The Anatomical Therapeutic Chemical (ATC) Classification System provided by the WHO allows for classification of the active compound of drugs in respect to the physiological system that it acts upon. It is a hierarchical system based on pharmaceutical codes that group medications/drugs based on their specific target. Identifying closely related compounds in type and application target allows for an extension of the proposed DDI profiles and gives an indication of which drugs in the medication regimen could potentially be substituted with the potential for reducing overall drug-drug interactions. This could allow for customized medication regimens. Although, it is possible that mediations/drugs in the same ATC category could contain the same active chemical compound, and thus generate the same DDIs.

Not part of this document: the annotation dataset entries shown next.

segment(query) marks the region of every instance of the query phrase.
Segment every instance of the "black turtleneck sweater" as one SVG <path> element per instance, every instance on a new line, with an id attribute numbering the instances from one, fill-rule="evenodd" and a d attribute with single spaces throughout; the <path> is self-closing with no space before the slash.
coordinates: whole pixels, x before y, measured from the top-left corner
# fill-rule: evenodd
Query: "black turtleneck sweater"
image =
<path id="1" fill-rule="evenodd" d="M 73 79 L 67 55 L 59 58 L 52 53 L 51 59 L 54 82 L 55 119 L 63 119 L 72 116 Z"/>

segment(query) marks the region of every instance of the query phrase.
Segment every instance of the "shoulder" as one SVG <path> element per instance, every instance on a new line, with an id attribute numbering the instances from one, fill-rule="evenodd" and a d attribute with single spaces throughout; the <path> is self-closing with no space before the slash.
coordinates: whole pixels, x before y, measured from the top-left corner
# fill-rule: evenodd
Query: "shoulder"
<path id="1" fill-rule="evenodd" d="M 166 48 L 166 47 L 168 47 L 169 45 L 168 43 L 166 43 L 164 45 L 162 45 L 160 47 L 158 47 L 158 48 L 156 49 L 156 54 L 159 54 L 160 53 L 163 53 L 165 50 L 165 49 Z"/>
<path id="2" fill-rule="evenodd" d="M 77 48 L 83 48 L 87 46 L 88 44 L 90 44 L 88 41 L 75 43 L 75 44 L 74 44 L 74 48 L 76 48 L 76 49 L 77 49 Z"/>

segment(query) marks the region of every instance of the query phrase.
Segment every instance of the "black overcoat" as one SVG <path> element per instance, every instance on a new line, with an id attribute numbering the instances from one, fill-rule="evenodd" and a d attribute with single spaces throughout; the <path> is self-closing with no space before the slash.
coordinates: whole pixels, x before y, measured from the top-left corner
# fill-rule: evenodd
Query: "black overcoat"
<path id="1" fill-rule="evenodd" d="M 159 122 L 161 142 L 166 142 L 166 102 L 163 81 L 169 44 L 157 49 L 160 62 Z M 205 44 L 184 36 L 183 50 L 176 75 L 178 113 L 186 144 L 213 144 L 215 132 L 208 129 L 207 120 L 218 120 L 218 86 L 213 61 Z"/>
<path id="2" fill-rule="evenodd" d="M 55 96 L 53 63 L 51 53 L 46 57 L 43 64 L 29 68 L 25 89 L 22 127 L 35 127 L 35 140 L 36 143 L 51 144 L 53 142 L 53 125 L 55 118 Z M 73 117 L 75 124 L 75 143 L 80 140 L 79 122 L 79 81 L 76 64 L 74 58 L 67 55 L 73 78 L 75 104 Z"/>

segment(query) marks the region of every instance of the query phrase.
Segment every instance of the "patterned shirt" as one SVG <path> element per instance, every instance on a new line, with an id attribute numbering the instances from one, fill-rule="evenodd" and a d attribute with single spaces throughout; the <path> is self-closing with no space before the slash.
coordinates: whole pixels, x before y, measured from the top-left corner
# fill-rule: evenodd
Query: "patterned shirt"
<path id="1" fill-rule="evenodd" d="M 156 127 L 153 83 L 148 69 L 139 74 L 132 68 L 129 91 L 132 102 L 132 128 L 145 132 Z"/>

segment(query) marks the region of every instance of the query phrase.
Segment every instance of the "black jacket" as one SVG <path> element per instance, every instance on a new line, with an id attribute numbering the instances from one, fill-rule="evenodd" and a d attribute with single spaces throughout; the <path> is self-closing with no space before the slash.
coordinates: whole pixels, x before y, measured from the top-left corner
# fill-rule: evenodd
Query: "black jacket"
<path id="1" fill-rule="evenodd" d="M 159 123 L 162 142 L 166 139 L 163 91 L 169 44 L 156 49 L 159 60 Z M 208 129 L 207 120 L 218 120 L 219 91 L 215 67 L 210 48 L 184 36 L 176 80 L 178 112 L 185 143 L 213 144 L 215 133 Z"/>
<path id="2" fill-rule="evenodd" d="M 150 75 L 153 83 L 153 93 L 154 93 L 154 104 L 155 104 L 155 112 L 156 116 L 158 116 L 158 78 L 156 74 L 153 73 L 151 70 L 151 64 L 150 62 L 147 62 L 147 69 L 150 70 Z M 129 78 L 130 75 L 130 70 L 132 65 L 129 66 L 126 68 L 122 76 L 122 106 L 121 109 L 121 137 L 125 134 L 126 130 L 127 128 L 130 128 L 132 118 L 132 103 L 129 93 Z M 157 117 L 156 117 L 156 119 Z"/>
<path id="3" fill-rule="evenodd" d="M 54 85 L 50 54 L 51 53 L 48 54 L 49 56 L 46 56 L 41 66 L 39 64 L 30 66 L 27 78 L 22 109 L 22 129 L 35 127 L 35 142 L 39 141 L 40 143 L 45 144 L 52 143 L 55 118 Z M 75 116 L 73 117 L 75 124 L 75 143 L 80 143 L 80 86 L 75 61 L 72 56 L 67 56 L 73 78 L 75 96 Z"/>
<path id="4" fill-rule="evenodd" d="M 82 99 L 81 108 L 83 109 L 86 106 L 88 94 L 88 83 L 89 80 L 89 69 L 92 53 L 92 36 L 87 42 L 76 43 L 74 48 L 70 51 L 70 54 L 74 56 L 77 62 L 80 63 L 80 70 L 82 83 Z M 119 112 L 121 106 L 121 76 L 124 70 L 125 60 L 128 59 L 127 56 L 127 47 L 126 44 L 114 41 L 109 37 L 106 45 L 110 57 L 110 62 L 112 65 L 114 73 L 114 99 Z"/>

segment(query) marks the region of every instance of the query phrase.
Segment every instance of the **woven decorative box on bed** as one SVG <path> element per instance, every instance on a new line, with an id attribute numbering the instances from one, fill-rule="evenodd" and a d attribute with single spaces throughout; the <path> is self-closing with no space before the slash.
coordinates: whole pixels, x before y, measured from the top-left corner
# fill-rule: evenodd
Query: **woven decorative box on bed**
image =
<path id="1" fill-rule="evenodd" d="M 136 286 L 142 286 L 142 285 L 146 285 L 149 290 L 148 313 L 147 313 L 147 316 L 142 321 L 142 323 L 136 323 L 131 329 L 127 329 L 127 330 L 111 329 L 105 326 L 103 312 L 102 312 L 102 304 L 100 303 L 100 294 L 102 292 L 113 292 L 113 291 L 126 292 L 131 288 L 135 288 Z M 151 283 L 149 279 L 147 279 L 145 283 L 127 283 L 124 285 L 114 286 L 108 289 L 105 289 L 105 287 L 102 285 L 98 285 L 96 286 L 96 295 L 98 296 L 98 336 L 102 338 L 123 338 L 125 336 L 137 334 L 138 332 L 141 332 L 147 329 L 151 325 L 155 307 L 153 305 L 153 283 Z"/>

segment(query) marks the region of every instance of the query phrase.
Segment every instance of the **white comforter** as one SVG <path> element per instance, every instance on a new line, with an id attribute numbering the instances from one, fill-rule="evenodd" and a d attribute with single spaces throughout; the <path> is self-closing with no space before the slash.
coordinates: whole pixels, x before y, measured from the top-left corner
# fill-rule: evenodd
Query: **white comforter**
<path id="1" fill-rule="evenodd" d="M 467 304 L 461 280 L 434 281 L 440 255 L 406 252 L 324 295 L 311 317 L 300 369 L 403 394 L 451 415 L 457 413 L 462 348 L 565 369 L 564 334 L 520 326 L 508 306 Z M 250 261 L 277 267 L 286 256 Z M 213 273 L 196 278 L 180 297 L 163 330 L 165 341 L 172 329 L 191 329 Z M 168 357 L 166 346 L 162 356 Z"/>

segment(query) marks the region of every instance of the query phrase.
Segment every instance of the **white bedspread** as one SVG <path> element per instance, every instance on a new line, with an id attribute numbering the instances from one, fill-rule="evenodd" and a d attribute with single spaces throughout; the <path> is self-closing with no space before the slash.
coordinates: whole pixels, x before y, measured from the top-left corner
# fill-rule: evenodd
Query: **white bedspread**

With the growing number of therapeutics available on the market, physicians may not have a complete overview of the consequences that specific drug combinations could exhibit. The DDI profiles proposed here offer nascent possibilities for the development of applications that could be installed and implemented in an EMR system to increase awareness of adverse DDI. In truly leveraging today’s information technology, health care organizations could make a big impact by lowering the burden of adverse DDI events and the need for additional health care treatment at point of care.